# Coupling Using Theta as a Boundary

1. Jun 23, 2011

### Goldstone1

Suppose I have a mass $$M_0$$ (here denoted with lowercase zero because of previous discussions on relativistic mass), and I have a gravitational field $$\phi$$ which can under make a shift of $$180^o$$ between a negative plane and a positive plane. Assume also that the mass is considered as a charge, rather than something being seperate to it, and then:

$$\Delta E \Psi= \sum_{i}^{\theta} M_{0i} \phi (\Lambda^{-1} x) \psi_i$$

The question is the coupling. Since the boundary of the sum is the shift of $$-sin \theta$$ and $$-cos \theta$$ then $$\phi$$ is related to the mass by the probability coupling field $$\Psi$$. Have I made my coupling correctly?

2. Jun 24, 2011

### Goldstone1

I haven't heard anything on my post. I wonder if that was because of a lack of information?

Interestingly, as I speak of the $$M^2\phi^2$$-term as an oscillation of some field energy [1], I must be saying the square root of this energy is the range in which the field invariant takes on shift values of $$\pi \in (\mathcal{R},\mathcal{C})$$. This is a gravitational charge energy - the mass of the quantum in question. Because one can invoke the inverse solution equation ''implying a change in the field'' $$\Delta \phi(x)$$, you find

$$\Delta E \Psi = \sum_{i}^{\theta} M_i \phi(\Lambda^{-1}x) \psi_i$$

the interaction term $$M_{i}\psi_{i} \psi^{\dagger}_{i}$$ on $$\phi(\psi_i)$$ insures a self-interactive Hamiltonian $$\mathcal{H}$$. What we have is a gravitational energy Hamiltonian that can be converted in the understanding of conventional mass weighing systems, There are many contributions to the system which does not involve the mass alone - for instance the energy of the electric and magnetic vacuum are not taken into consideration, but it will be a project of mine these next few weeks to understand that kind of system.

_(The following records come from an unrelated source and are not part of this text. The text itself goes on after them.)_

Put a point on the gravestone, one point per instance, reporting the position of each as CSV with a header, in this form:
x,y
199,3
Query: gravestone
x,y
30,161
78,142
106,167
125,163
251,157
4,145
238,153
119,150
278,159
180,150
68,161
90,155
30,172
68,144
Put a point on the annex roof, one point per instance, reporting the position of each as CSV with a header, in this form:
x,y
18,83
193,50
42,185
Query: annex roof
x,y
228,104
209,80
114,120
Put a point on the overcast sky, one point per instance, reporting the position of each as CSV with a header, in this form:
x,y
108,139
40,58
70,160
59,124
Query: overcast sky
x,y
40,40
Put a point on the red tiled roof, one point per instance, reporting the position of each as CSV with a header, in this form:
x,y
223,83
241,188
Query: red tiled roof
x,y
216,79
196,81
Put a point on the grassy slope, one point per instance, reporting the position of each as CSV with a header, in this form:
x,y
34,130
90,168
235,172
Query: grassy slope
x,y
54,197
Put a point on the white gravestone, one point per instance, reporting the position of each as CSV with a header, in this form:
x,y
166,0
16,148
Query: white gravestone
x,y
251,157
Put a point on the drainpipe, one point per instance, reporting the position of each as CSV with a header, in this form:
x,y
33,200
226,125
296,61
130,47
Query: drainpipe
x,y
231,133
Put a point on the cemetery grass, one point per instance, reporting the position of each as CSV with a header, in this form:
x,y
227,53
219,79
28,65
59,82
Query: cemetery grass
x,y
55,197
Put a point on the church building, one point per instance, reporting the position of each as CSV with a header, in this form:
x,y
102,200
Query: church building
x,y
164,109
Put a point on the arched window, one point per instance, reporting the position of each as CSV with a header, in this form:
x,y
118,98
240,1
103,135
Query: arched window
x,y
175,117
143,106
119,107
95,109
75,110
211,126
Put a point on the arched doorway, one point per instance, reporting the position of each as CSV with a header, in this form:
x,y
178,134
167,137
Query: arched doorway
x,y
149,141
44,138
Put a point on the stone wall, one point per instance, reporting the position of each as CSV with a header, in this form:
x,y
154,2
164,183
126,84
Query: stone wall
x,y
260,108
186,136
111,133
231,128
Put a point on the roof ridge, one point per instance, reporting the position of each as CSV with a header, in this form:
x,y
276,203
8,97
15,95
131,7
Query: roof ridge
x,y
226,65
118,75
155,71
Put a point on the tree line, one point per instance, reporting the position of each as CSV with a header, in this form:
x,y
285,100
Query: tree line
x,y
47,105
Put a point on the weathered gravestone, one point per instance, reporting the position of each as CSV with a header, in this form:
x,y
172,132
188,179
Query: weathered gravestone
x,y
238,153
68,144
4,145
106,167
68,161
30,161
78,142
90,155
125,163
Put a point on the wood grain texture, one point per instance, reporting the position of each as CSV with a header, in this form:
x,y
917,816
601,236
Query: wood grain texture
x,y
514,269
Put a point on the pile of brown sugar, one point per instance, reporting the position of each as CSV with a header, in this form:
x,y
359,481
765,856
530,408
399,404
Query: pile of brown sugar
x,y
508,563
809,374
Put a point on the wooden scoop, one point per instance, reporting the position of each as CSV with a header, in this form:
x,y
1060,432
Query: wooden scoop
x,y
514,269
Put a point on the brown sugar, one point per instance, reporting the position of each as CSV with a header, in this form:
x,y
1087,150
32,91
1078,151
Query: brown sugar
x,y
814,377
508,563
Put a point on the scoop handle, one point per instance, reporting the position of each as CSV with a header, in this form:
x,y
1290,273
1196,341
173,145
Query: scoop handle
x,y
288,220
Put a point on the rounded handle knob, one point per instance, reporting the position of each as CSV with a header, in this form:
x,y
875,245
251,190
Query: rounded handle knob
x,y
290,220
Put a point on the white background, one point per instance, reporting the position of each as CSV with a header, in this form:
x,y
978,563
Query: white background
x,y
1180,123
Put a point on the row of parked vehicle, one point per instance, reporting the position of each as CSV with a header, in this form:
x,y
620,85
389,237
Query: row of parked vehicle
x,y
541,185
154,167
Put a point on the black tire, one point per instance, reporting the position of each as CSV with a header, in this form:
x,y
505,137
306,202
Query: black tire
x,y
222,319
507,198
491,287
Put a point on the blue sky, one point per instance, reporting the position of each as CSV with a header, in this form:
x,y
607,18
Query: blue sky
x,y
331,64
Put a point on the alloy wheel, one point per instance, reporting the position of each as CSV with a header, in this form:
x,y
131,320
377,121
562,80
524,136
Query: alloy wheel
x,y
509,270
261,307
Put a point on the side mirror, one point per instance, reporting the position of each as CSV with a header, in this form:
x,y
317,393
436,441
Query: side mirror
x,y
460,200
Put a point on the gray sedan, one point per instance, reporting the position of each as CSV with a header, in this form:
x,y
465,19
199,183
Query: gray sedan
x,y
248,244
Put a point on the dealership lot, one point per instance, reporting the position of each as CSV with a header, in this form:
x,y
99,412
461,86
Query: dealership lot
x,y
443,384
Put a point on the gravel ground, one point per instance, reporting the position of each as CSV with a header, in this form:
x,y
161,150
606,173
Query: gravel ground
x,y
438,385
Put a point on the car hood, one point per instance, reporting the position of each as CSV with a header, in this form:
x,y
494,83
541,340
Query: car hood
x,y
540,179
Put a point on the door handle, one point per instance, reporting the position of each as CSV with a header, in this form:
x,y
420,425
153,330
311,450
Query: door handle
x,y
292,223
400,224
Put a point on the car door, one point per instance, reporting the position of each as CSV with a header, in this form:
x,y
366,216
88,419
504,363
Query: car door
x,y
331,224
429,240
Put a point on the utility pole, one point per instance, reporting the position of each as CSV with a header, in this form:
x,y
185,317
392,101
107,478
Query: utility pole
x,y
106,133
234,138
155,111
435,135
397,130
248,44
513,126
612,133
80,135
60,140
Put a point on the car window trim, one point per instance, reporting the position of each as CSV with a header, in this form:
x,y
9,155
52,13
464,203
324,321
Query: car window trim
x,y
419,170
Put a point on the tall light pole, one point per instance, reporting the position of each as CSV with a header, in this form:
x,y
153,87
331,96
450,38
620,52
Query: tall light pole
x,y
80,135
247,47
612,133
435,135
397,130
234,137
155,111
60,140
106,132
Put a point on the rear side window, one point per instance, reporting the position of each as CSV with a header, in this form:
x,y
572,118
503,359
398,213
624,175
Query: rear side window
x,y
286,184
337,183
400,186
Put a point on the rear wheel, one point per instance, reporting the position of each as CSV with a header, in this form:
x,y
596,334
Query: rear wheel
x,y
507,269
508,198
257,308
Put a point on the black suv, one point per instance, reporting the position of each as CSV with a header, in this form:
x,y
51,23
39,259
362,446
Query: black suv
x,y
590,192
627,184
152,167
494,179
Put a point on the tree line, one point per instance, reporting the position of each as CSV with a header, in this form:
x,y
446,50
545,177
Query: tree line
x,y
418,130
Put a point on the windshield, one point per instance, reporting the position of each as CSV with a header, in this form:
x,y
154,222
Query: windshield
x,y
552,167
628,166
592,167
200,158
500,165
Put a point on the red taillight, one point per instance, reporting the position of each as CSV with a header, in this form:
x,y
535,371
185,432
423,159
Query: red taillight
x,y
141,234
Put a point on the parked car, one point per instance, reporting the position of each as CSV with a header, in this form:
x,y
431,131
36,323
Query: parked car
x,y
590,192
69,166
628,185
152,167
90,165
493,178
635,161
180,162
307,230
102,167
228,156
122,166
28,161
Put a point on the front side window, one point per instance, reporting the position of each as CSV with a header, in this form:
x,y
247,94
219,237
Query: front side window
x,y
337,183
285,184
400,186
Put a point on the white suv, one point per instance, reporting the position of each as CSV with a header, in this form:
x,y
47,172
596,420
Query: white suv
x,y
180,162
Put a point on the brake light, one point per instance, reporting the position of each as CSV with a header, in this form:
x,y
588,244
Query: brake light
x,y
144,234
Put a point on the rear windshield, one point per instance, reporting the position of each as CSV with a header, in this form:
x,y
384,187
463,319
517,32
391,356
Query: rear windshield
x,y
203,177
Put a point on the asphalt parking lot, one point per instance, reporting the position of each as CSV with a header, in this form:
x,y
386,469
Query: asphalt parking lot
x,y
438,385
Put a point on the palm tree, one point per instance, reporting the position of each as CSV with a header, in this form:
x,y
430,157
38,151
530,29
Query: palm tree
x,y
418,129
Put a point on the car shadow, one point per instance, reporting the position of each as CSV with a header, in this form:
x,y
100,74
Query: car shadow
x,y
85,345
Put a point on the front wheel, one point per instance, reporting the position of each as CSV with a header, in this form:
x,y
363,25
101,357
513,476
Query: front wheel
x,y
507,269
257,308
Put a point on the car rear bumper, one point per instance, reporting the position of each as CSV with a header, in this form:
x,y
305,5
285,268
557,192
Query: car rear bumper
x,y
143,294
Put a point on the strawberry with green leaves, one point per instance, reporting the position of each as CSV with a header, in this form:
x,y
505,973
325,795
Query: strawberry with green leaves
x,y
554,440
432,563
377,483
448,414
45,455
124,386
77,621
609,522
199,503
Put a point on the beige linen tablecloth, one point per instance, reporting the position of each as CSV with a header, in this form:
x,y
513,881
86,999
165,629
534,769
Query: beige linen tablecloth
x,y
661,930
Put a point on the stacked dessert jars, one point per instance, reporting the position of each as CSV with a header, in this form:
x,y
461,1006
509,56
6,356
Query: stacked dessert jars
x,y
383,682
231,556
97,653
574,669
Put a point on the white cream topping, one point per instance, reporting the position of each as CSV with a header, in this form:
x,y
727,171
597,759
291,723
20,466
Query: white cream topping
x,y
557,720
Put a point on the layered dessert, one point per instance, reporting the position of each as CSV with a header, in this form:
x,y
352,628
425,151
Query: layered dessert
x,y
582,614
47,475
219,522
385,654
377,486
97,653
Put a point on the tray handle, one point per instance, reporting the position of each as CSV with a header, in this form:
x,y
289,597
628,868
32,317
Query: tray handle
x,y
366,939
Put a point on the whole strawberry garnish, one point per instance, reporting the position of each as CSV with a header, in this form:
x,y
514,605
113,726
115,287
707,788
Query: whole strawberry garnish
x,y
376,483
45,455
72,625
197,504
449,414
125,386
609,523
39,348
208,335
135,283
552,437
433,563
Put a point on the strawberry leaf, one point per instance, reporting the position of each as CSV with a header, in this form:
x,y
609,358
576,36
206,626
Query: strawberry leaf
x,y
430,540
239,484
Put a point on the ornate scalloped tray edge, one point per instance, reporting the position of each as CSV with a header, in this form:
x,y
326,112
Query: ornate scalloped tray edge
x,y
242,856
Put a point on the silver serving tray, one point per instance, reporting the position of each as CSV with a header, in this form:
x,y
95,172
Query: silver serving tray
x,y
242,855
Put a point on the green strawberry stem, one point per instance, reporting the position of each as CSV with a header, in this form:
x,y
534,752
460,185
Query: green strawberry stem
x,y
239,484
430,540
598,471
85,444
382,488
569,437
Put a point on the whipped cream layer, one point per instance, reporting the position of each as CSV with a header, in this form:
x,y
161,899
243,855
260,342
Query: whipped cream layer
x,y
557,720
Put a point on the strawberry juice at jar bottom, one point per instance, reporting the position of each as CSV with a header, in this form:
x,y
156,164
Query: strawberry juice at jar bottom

For instance, as I have speculated, physics says that an electron absorption of a fluctuation of the zero-point energies has dimensions $$\frac{eh}{2Mc}$$.

$$\mathcal{H} \Psi = (\sum_{i}^{\theta} M_i \phi(\Lambda^{-1}x) + \frac{eh}{2Mc}) \psi_i$$

This equation is the total energy of the gravitational field with a contribution of zero-point energy, a photon in this case. So this is a quantum description of the energy of a field, the gravitational field - and the field occupies gradients where the photon in the zero-point field lie on the range $$\phi=0$$ as a ground state boundary system. This is just quantum mechanics right? I don't see how you can falsify the condition of the Hamiltonian...

[1] - It plays a form, increased by one scalar field $$\phi$$, that the electromagnetic interaction $$D_{\mu}D^{\mu} \phi$$ which has the value of $$M^2 \phi$$ -
this is famously known as the mass-squared term $$M^2$$.